We were taken through many other cases involving lamps, sockets, wirings, partitions or different parts of electrical equipments. It suffices to say that the cases turn on their own special facts. Some of the cases adopt a ‘business use’ test. The question to be asked is ‘what does the item function as?’ If it is more appropriate to describe the item as part of the premises rather than having a separate identity, it forms part of the premises and is not plant. Wimpey International Ltd v Warland, Associated Restaurant Ltd v Warland [1989] STC 273.

15. In Hong Kong, case law must be examined together with Rule 2 of the Inland Revenue Rules which provides that certain items shall be deemed to be machinery or plant.

16. Most of the other relied on refer to ownership of land or chattels and for reasons we shall come to, there is no need for us to deal with those authorities.

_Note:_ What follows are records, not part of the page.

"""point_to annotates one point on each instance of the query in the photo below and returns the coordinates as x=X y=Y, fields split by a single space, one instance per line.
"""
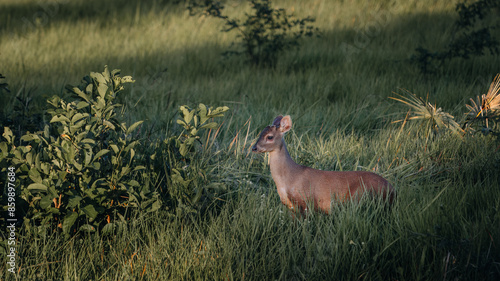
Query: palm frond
x=421 y=109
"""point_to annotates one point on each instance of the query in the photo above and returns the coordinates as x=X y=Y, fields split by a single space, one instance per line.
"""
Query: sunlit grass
x=443 y=225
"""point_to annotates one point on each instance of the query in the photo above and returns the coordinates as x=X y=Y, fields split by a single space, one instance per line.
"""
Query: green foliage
x=3 y=85
x=265 y=33
x=87 y=167
x=186 y=186
x=79 y=172
x=473 y=39
x=484 y=113
x=432 y=119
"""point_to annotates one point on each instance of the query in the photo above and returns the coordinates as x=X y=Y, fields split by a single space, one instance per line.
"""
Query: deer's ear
x=285 y=124
x=277 y=120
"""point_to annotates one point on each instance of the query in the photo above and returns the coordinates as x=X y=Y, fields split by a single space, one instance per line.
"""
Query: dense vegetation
x=163 y=187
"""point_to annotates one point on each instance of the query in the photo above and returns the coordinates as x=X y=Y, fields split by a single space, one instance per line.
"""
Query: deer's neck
x=283 y=169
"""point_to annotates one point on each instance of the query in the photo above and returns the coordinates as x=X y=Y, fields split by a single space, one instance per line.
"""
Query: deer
x=299 y=186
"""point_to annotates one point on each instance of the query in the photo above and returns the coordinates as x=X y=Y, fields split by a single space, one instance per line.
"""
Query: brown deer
x=300 y=185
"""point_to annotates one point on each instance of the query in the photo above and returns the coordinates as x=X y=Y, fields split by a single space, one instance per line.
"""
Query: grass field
x=444 y=225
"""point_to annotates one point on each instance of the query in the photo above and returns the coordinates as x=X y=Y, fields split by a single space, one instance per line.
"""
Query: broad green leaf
x=46 y=201
x=35 y=175
x=102 y=89
x=108 y=229
x=61 y=119
x=133 y=127
x=81 y=105
x=115 y=148
x=30 y=137
x=211 y=125
x=91 y=141
x=74 y=201
x=127 y=79
x=90 y=211
x=78 y=117
x=37 y=187
x=80 y=94
x=103 y=152
x=69 y=221
x=87 y=228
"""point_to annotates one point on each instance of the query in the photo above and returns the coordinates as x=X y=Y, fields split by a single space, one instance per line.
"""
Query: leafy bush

17. Finally, we remind ourselves that under section 68(4) of the IRO, the onus is on the Taxpayer to persuade us that the assessment is wrong.

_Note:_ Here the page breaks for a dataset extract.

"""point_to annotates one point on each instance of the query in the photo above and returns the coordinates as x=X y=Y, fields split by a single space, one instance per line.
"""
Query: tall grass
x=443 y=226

WHAT HAS THE TAXPAYER PURCHASED?

18. It is accepted that the Taxpayer carried on a business. It is also accepted that the purchase price for the Property in the Building was capital expenditure. There remains the question whether any part of that purchase price was for the provision of machinery or plant. This includes two related questions, what was machinery or plant that the Taxpayer bought, if any, and how much did the Taxpayer pay for it?’ In order to answer these two related questions, we have to start with this question: ‘What has the Taxpayer purchased?’

19. The Taxpayer did not call any witness. Counsel submitted that they must be deemed to have purchased what appears in the title documents.

20. Counsel referred us to the description of the Property in the Assignment. The description of the Property consists of three parts. Part (a), (b) and (c) which we set out as follows:

(a) Lot number, sections, description and address etc.:

ALL THOSE 753 equal undivided 3000th parts or shares of and in ALL THAT piece or parcel of ground situate lying and being in Kowloon and known and registered in the Land Office as LOT NO. Z And of and in the messuages erections and buildings thereon known at the date hereof as ‘Plaza I’ (‘the said Building’) TOGETHER with the sole and exclusive right and privilege to hold use occupy and enjoy ALL THOSE the whole of the THIRD FLOOR and the adjacent FLAT ROOF, the whole of the FIFTH FLOOR, the whole of the SIXTH FLOOR, the whole of the SEVENTH FLOOR and the whole of the EIGHTH FLOOR of the said Building as more particularly shown and delineated on the respective floor plans annexed to an Assignment registered in the Land Office by Memorial No. X (‘the said Assignment’) and thereon coloured Red respectively.